Die Budgetschwindler und ihr Hypo-Syndrom

Wenn die neue Regierung irgendeine Existenzberechtigung haben will, dann muss sie eine Reformregierung werden. Die Chancen dafür stehen schlecht.

Als im vergangenen August zur Präsentation der Halbjahresbilanz der diesjährige Kapitalbedarf der Hypo Alpe Adria verkündet wurde, hieß das in einem „Presse“-Kommentar (ganz nebenbei: unwidersprochen) die „700-Millionen-Lüge“. Ganz einfach deshalb: Jeder, aber wirklich jeder, der es wissen wollte, wusste damals, dass die Kärntner Pleitebank allein in diesem Jahr nicht 700 Millionen, sondern mindestens zwei Milliarden Euro Kapitalzuschuss benötigen würde.

Und jeder wusste, dass die Finanzministerin ein solches Budgetloch vor der Wahl nicht brauchen konnte – und deshalb versuchte, die Wahrheit mit aller Brachialgewalt bis hinter den Wahltermin zu verschleppen. Unnötig zu sagen, dass sich die parteiabhängigen Nationalbank- und sonstigen Politopas, die den Aufsichtsrat der notverstaatlichten Pleitebank bilden, zum willfährigen Instrument der Budgetverschleierungsaktion machten. Nicht nur damit, sondern auch mit der mutwilligen Verschleppung dringend notwendiger, aber nicht gerade budgetschonender Maßnahmen wie etwa der diskutierten Bad Bank.

Fazit: Das „Binkerl, das die Steuerzahler mit der Kärntner Bank umgehängt bekommen, wird deutlich größer als notwendig (mein Tipp: insgesamt elf bis zwölf Milliarden, so wie es das Finanzministerium als Worst Case nach Brüssel gemeldet hat). Und die Bank findet aus gutem Grund keinen Nachfolger für den im Sommer zurückgetretenen Vorstandschef. Kein Wunder, wie Bankerkollegen meinen: Wer will schon aus politischen Rücksichten ständig am Rande der Bilanzfälschung dahinwandeln (die 700-Millionen-Spritze vom Sommer beispielsweise wurde schon im Juni verbucht, ist aber erst im September geflossen) – in dem Wissen, dass das im Ernstfall dann an ihm hängen bleibt.

Dass honorige Persönlichkeiten im Aufsichtsrat damit ihren Ruf aufs Spiel setzen, ist deren Angelegenheit. Dass die Sache dadurch, dass man Politikern beim Schummeln hilft, für die Steuerzahler (die das wahrscheinlich per Belastungspaket bezahlen werden) viel teurer wird, nicht.

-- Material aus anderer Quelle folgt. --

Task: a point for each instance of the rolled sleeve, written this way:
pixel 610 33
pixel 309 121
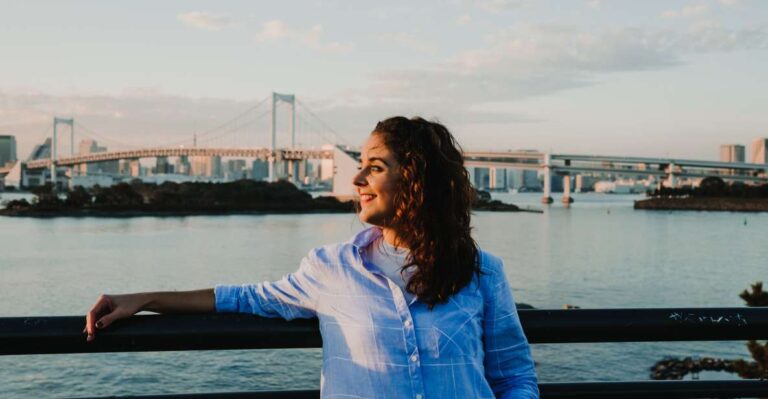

Jedenfalls: Wer jetzt überrascht tut, dass es schon wieder eine Finanzlücke bei der Hypo gibt, heuchelt. Wir walzen das hier deshalb so breit aus, weil diese Form der Heuchelei so charakteristisch für die gesamten laufenden Koalitionsverhandlungen ist. Wer von den verantwortlichen Regierungspolitikern von der 40-Milliarden-Finanzlücke, die sich jetzt angeblich so plötzlich auftut, überrascht wurde, ist nämlich entweder ziemlich naiv und damit für den Politikerjob ungeeignet – oder er sagt nicht die Wahrheit. Beides wohl nicht die ideale Qualifikation für die künftige Regierung.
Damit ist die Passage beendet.